(Botticelli, Sandro. The Birth of Venus.c. 1485. tempera on canvas. Galleria degli Uffizi, Florence.)
During his apprenticeship with Filippo Lippi, Botticelli developed his graceful and ornamental linear style, harking back to elements of the Gothic period and ignoring anatomical realism. In his large scale painting, including the famous Primavera and The Birth of Venus, he treated mythological subjects with as much seriousness as religious themes.
(Botticelli, Sandro. Portrait of a Young Woman.c. 1480. tempera on panel. Städelsches Kunstinstitut, Frankfurt.)
Although Botticelli is most famous for his secular subjects, his late years were almost entirely devoted to religious themes, influenced by the Dominican friar and preacher Savonaroloa. Other than the two years in Rome spent on the frescoes of the Sistine Chapel, Botticelli remained in Florence all of his life.

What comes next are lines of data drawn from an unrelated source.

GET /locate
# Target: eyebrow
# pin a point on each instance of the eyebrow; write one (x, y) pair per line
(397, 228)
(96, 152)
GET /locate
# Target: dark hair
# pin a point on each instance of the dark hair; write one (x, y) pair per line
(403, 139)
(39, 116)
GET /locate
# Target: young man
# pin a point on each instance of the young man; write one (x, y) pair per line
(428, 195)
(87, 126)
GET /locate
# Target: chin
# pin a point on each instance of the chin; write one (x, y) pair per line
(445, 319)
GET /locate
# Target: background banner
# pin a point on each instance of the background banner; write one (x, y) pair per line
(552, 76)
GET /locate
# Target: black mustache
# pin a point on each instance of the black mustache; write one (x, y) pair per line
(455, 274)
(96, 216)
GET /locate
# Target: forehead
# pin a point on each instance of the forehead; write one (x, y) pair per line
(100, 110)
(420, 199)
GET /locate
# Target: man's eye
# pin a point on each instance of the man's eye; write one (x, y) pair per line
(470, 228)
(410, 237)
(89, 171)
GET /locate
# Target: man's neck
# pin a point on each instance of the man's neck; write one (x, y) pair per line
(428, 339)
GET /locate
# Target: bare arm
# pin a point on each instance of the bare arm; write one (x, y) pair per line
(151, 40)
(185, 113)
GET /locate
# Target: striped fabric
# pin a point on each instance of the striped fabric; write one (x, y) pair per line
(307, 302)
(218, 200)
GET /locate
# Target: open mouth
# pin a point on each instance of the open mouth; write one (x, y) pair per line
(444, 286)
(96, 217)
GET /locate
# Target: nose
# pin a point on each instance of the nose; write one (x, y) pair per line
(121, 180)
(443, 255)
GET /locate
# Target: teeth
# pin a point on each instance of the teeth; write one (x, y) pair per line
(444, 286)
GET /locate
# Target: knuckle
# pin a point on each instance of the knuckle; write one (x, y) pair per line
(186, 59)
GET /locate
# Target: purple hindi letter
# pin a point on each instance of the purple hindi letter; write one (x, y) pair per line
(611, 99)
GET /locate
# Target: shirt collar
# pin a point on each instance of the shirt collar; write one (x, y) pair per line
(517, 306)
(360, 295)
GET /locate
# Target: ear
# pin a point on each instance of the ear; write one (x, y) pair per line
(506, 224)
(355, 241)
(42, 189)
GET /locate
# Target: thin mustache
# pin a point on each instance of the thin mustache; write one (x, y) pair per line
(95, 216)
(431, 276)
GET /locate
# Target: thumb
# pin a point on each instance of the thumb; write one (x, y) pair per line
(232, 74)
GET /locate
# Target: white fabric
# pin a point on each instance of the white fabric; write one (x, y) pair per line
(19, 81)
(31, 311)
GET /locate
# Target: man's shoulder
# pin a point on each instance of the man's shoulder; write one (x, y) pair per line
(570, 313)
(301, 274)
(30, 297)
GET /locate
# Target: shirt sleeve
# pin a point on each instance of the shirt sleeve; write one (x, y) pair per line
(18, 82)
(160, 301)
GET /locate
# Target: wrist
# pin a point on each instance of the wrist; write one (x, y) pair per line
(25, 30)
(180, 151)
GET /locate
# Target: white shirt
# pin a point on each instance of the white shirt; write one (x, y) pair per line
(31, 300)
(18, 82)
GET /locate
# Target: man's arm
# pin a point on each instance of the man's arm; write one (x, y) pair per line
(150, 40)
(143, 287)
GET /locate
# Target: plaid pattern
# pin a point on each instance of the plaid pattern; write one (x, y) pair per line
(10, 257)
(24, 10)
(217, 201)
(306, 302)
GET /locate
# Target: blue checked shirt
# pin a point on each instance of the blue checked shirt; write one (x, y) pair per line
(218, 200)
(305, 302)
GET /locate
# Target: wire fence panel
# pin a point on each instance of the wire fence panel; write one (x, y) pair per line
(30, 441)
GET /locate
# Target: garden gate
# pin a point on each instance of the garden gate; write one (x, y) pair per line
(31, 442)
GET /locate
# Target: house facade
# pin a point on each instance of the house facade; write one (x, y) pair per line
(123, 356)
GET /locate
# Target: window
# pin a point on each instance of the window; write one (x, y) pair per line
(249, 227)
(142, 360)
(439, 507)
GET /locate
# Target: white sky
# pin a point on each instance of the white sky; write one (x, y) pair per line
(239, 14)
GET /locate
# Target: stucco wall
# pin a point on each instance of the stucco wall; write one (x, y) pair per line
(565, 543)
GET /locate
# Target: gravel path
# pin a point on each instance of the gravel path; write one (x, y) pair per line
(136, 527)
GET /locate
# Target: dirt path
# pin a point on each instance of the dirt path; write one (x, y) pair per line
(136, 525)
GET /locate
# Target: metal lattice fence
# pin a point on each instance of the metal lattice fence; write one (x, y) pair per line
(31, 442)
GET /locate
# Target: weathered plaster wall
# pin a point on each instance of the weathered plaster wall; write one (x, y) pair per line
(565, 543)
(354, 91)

(Botticelli, Sandro. Primavera.c. 1482. tempera on panel. Galleria degli Uffizi, Florence.)
Primavera was painted in tempera on a wooden panel, which was Botticelli’s usual technique, although sometimes he used a canvas instead as the media support and he often modified the standard tempera method by adding oil to the paint, perhaps to make it more fluid and transparent.
(Botticelli, Sandro. Cestello Annunciation.c. 1489-90. tempera on panel. Galleria degli Uffizi, Florence.)
By 1470 Botticelli was already established in Florence as an independent master with his own workshop. Absorbed in his art, he never married, and he lived with his family. He was a superb craftsman, who used only the finest available materials. He applied layer upon layer of paint to create extraordinary subtle effects of tone and luminosity and his work is much appreciated here!
Reference: King, R. Art. New York: Dk Publishing, 2008.